Accurate weather forecasts play a vital role in decision-making for various sectors. However, forecast accuracy can vary significantly depending on geographic and climate factors. In this report, we explore forecast accuracy for high and low temperature predictions across 167 U.S. cities. We aim to determine which areas struggle with forecast errors and investigate possible reasons behind these inaccuracies.
library(tidyverse)
library(ggthemes)
library(lubridate)
library(viridis)
library(ggridges)
# Load datasets
weather_forecasts <- read_csv("data/weather_forecasts.csv")
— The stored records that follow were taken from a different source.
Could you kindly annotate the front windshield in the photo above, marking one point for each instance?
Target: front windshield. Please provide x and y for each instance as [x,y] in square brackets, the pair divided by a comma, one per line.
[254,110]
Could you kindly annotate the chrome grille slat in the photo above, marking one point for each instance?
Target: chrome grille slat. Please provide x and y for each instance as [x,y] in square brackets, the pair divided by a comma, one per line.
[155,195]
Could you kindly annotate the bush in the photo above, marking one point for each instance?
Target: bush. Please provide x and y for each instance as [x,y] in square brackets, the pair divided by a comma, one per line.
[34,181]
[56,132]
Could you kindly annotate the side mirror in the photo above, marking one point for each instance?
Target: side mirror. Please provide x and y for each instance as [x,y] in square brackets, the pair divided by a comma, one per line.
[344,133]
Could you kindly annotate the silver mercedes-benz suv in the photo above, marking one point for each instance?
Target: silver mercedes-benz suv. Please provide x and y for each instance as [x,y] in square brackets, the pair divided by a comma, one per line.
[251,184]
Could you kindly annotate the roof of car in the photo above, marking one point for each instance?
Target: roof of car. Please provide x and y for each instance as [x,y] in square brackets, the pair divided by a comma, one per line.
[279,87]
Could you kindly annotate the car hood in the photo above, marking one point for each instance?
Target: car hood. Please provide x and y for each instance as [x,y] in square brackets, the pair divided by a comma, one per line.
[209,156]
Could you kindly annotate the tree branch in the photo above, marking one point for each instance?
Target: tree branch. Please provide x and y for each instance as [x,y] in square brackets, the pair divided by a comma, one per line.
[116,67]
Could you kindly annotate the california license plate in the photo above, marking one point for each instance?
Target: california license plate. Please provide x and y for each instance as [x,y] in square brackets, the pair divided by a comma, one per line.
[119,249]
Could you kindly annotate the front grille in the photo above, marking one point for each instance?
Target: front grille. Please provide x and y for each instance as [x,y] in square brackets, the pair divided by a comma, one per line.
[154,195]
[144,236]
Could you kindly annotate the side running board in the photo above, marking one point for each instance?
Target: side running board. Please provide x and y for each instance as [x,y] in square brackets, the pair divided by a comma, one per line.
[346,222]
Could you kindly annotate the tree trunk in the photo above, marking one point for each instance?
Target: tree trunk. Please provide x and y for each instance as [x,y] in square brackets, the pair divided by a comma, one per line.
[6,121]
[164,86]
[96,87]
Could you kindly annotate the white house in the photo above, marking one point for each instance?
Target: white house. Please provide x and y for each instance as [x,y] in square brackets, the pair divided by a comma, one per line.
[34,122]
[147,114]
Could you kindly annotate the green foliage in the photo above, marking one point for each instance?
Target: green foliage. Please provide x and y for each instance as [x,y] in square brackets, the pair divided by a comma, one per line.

forecast_cities <- read_csv("data/forecast_cities.csv")
outlook_meanings <- read_csv("data/outlook_meanings.csv")
# Ensure date columns are properly parsed
weather_forecasts <- weather_forecasts %>%
mutate(date = ymd(date),
high_or_low = as.factor(high_or_low),
forecast_outlook = as.factor(forecast_outlook))
forecast_cities <- forecast_cities %>%
mutate(city = as.factor(city), state = as.factor(state))
# Join weather data with city information
full_data <- weather_forecasts %>%
left_join(forecast_cities, by = "city") %>%
left_join(outlook_meanings, by = "forecast_outlook")
# Create a new column for forecast error (absolute difference between forecast and observed temp)
full_data <- full_data %>%
mutate(temp_error = abs(forecast_temp - observed_temp))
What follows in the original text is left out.